Arriving in Chengdu, the team were immediately transported to a steel manufacturing plant in Mianzhu City where 22 people were buried under the rubble of a four-storey building. "We set to work without any further delay but the chance of discovering survivors was slim two days after the quake. By the time we got there, no signs of life were detected," notes Mr Kwok, who was leader of the ambulance sector in the rescue operation. A second team of 20 joined in the search the next day.
"Fire brigades from all over the country including those as far afield as Shanghai and Beijing joined forces and rushed to the rescue," he expands, "We witnessed great coordination and efficiency in the mainland rescue teams."
Feet on the ground
For safety reasons, the daily search and rescue mission ended shortly after sunset. After a scrub at a nearby river and a change of clothes, the team gathered for debriefing sessions where the latest updates on the earthquake and feelings towards the day's work were shared. "There was no room for emotional interchange during the day so talking things out in the evening helped release stress," notes Cheng Kwok-chu, a senior ambulanceman, who was part of the first search and rescue team.
One evening though, the routine was interrupted. "Three men approached us and asked for help with two acquaintances who sent out an SOS from a mobile phone saying they were trapped inside a rubble-laden vehicle on a hillside somewhere between Wenchuan and Beichuan county," recounts Mr Kwok. A nine-man volunteer team was ready for action, preparing GPRS equipment, satellite phones, torches and rescue tools. However, the mainland rescue command unit understandably disapproved.

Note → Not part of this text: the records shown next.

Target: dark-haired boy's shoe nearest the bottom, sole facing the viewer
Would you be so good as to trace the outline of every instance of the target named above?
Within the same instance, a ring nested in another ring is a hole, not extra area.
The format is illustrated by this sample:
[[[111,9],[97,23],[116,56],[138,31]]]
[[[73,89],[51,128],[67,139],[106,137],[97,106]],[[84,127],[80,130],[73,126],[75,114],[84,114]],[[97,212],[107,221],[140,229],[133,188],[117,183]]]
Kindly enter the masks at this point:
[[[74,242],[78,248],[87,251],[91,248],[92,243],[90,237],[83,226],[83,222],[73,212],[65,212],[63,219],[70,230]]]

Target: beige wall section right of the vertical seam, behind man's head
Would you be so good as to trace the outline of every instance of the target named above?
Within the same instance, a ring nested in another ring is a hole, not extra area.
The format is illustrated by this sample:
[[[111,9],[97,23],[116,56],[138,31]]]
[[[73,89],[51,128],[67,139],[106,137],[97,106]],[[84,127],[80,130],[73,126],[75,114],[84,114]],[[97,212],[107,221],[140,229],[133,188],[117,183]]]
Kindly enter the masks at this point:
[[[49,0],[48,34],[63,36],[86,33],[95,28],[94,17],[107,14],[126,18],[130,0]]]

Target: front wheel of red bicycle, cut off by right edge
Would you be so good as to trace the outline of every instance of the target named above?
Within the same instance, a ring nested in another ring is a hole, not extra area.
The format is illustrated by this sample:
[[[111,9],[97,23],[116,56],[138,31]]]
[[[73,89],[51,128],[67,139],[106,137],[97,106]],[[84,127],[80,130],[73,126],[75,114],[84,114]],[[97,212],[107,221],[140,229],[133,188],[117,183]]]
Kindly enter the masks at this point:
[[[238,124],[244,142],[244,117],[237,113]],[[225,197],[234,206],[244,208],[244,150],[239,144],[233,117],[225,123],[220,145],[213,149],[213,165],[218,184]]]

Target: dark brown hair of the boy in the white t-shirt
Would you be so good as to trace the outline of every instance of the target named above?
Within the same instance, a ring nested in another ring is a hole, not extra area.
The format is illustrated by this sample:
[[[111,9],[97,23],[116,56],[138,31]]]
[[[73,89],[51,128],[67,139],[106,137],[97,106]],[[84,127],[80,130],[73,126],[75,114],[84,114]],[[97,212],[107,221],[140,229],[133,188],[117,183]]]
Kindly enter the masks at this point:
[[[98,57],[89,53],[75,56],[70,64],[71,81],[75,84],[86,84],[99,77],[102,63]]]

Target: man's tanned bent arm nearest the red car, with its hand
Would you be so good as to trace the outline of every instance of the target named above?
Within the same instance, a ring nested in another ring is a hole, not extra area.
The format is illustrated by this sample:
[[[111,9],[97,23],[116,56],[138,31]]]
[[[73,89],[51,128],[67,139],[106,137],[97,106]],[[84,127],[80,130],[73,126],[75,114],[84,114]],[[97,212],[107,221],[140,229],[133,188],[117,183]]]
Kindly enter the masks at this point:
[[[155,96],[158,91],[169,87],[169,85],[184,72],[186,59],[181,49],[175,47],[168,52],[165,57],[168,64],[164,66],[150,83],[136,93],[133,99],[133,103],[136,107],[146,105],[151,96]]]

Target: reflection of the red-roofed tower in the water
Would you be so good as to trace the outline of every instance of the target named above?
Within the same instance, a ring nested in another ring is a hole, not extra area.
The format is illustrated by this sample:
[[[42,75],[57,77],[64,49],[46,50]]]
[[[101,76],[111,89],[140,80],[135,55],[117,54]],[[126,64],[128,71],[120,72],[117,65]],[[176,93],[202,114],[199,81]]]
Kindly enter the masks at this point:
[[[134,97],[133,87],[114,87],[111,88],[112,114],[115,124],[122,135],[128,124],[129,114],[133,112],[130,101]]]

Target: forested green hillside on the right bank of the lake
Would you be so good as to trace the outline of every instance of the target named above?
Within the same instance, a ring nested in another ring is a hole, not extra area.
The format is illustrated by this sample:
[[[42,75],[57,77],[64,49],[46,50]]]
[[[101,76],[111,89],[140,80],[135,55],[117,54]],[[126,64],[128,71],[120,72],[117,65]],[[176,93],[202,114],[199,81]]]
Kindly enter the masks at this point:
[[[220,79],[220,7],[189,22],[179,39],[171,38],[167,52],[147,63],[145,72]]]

"A rescue mission near the earthquake epicentre in pitch-darkness without knowing the vehicle's exact whereabouts would only put the team in a dangerous situation. The volunteer team had to stay put because even the slightest miscalculation of the situation could be fatal," Mr Kwok explains.
On 17 May, a magnitude 5.2 aftershock broke the dead stillness of the site, but the bond between team members was unshaken. "We had to evacuate the site immediately," Mr Kwok recalls. "While hurrying out, we exchanged glances to ensure everybody was out of harm's way."
On the fifth day, the team left for Hanwang. "Shadowed by the reeking of corpses, we also relied on our sense of smell to locate bodies under collapsed building debris," says Mr Kwok who later realised the site had already been searched. Despite this, two more bodies were found.
The team completed their mission and returned home to Hong Kong on 22 May. "Lives were shattered. I saw orphans taking shelter with other families and parents who lost their only child to the earthquake," says Mr Cheng whose first child was born only months before the incident.
"Placed in such a hostile environment, people learned to appreciate the comparative stability offered by Hong Kong," adds Eric Chung, a senior ambulance officer responsible for coordinating logistic support for the mission.